Renato Canini foi um desenhista impressionante. Literalmente. Avesso a qualquer badalação, apenas com a originalidade de seu desenho, sempre sintético, sempre inventivo e surpreendente, impressionou gerações de cartunistas, ilustradores e quadrinistas. No Brasil e no exterior. E vai seguir, mediante a extensa obra que deixa, imprimindo sua marca visual na sensibilidade de novas levas de autores. Sendo uma das três ou quatro linhas mestras do cartum brasileiro moderno (com Millor, Ziraldo e Nássara), nos últimos anos superou os limites da arte aplicada, ampliando o alcance do desenho como arte pura”. (Edgar Vasques)
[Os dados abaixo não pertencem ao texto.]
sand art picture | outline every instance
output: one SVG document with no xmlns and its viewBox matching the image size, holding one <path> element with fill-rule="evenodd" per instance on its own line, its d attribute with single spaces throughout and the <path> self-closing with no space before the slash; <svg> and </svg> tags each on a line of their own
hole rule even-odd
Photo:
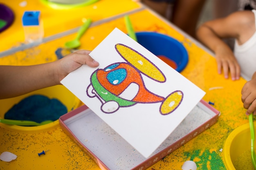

“Eu tive contato com os desenhos do Canini, quando era criança, através da revista infantil Bem-te-vi, editada pela imprensa metodista, de São Paulo. Certa vez, quando eu tinha 5 anos, minha mãe mandou um desenho meu de Santa Maria para lá, ele selecionou e a revista publicou. Os primeiros personagens que eu conheci foram o vagalume Cafuru e a abelha Zabelinha (ali por 1964). Só fui conhecer o Canini pessoalmente em 1975, através do Juska, no tempo em que desenhava o Zé Carioca para a Abril. Mas nessa época ele também fazia cartuns maravilhosos e engraçadíssimos. Além de ser um gênio do humor e da síntese, o Canini era um cara de uma grandeza humana comovente”. (Augusto Bier)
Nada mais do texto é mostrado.